And doing so means you're perpetuating the problem.

> There are plenty of projects with plenty of different kinds of communities.

And codes of conduct help create more projects with welcoming communities.

> Please answer the question as asked and in the spirit it was intended in.

I did. Contributions welcome; hateful behavior not. Doesn't matter _who_ the
contributor is, they'd be told their behavior was unwelcome, and removed if
persistent.

> And one bad CoC that legitimizes certain kinds of bad behavior can do the
> same. The backlash speaks to the truth of that.

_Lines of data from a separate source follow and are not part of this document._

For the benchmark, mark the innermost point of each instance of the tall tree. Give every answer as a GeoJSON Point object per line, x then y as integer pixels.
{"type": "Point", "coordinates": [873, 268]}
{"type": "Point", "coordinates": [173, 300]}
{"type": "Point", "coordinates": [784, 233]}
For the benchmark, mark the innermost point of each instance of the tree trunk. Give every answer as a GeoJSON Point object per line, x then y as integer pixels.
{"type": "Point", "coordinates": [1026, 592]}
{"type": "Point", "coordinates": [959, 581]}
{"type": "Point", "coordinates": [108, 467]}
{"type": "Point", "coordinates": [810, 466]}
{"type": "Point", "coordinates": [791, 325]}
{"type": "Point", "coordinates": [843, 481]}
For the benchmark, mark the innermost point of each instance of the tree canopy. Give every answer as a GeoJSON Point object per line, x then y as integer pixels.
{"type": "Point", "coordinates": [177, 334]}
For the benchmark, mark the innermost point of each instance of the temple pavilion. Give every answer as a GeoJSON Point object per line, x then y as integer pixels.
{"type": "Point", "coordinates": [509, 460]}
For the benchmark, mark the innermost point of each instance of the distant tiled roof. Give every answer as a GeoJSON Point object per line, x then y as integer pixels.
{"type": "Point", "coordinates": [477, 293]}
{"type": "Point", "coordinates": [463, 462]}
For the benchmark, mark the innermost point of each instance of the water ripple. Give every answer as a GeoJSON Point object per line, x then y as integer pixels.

Every time I look at this supposed "backlash", I see piles of people I don't
want anywhere _near_ any project I care about. So it sounds like the CoC is
doing its job.

> You keep linking that slideshow - not one of the claims made there are
> sourced or backed up.

There are myriad sources and firsthand accounts available if you look, and the
numbers from that particular presentation are (to the best of my knowledge)
based on a direct study.

> Is anyone aware of a FOSS project which was killed due to a lack of
> contributors brought on by the perceived negative atmosphere of the
> community?

Off the top of my head, glibc was forked to create eglibc largely because of
the (now former) maintainer of glibc, and many distributions switched over to
eglibc as their primary upstream. Shortly after that person was replaced as
the maintainer of glibc, eglibc got merged back in and distros switched back
to glibc as upstream. Many more cases where that came from.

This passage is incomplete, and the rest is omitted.